We can that it is consistent with iter_seq

assert(sum(1 for _ in iter_seq('0123', 4, 2)) == count_seq(4, 4, 2))

We can also test that it aggrees with the example you calculated by hand

assert(count_seq(10, 10, 8) == 1360800000)

Item at index

This part is not necessary to get the final answer but it is a good exercise. Furthermore it will give us a way to compute larger sequences that would be tedious by hand.

This could be achieved by iterating iter_seq the given number of times. This function does that more efficiently by comparing the number of leaves in a given subtree (number of items produced by a specific call) with the distance to the requested index. If the requested index is distant more than the number of items produced by a call it means we can skip that call at all, and jump directly to the next sibling in the tree.
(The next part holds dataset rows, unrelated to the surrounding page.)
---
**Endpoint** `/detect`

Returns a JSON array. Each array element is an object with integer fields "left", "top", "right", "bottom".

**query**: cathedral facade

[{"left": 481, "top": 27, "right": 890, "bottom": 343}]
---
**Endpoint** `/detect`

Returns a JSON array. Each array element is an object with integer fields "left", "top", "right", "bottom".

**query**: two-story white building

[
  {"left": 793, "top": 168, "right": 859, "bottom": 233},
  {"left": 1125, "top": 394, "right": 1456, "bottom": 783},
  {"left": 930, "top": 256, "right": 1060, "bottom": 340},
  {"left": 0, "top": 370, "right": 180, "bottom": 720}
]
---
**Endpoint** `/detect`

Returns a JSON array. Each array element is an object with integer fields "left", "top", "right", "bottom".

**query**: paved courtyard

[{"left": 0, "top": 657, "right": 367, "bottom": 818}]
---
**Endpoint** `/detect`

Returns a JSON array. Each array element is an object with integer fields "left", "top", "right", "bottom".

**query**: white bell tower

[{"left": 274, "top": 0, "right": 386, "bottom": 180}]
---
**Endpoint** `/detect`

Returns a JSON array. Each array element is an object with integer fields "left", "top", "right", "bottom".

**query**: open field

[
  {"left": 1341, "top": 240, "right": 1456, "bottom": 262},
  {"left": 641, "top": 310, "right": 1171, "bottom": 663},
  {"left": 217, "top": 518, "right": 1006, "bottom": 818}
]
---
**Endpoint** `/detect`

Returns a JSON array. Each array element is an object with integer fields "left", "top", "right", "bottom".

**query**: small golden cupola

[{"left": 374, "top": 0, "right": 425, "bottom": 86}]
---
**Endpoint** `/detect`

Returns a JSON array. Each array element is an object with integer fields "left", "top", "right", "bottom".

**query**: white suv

def item_at(idx, alphabet, length, distinct, used=0, prefix=''):
    if distinct < 0:
        return
    if length == 0:
        return prefix
    else:
        for d in alphabet:
            if d in prefix:
                branch_count = count_seq(len(alphabet), 
                                         length-1, distinct, used)
                if branch_count <= idx:
                    idx -= branch_count
                else:
                    return item_at(idx, alphabet, 
                                   length-1, distinct, used, prefix + d)
            else:
                branch_count = count_seq(len(alphabet),
                                         length-1, distinct-1, used+1)
                if branch_count <= idx:
                    idx -= branch_count
                else:
                    return item_at(idx, alphabet,
                                   length-1, distinct-1, used+1, prefix + d)

We can test that it is consistent with iter_seq

for i, w in enumerate(iter_seq('0123', 4, 2)):
    assert w == item_at(i, '0123', 4, 2)

Index of a given item

Remembering that we are walking in a prefix tree, given a string we can walk directly to the desired node. The way to find the index is to sum the size of all the subtrees that are left behind on this path.

def item_index(item, alphabet, length, distinct, used=0, prefix=''):
    if distinct < 0:
        return 0
    if length == 0:
        return 0
    else:
        offset = 0
        for d in alphabet:
            if d in prefix:
                if d == item[0]:
                    return offset + item_index(item[1:], alphabet, 
                               length-1, distinct, used, prefix + d)
                else:
                    offset += count_seq(len(alphabet), 
                                length-1, distinct, used)
            else:
                if d == item[0]:
                    return offset + item_index(item[1:], alphabet, 
                             length-1, distinct-1, used+1, prefix + d)
                else:
                    offset += count_seq(len(alphabet), 
                                 length-1, distinct-1, used+1)

And again we can test the consistency between this and iter_seq

for i,w in enumerate(iter_seq('0123', 4, 2)):
    assert i == item_index(w, '0123', 4, 2)

Or to query for the example numbers you gave as I promised in the beginning of the post

print("Item 3749832414 is at (0-based) index %d" %  
     item_index('3749832414', alphabet='0123456789', length=10, distinct=8))
print("Item 7364512193 is at (0-based) index %d" %  
     item_index('7364512193', alphabet='0123456789', length=10, distinct=8))

> Item 3749832414 is at (0-based) index 508309342
> Item 7364512193 is at (0-based) index 1005336982

Bonus: Larger sequences

Let's calculate the index of UCP3gzjGPMwjYbYtsFu2sDHRE14XTu8AdaWoJPOm50YZlqI6skNyfvEShdmGEiB0 in the sequences of length 64 and 50 distinct symbols

item_index('UCP3gzjGPMwjYbYtsFu2sDHRE14XTu8AdaWoJPOm50YZlqI6skNyfvEShdmGEiB0', 
        alphabet='0123456789ABCDEFGHIJKLMNOPQRSTUVWXYZabcdefghijklmnopqrstuvwxyz',
        distinct=50, length=64)

Surprisingly it is 10000...000 = 10**110. How could I find that particular string??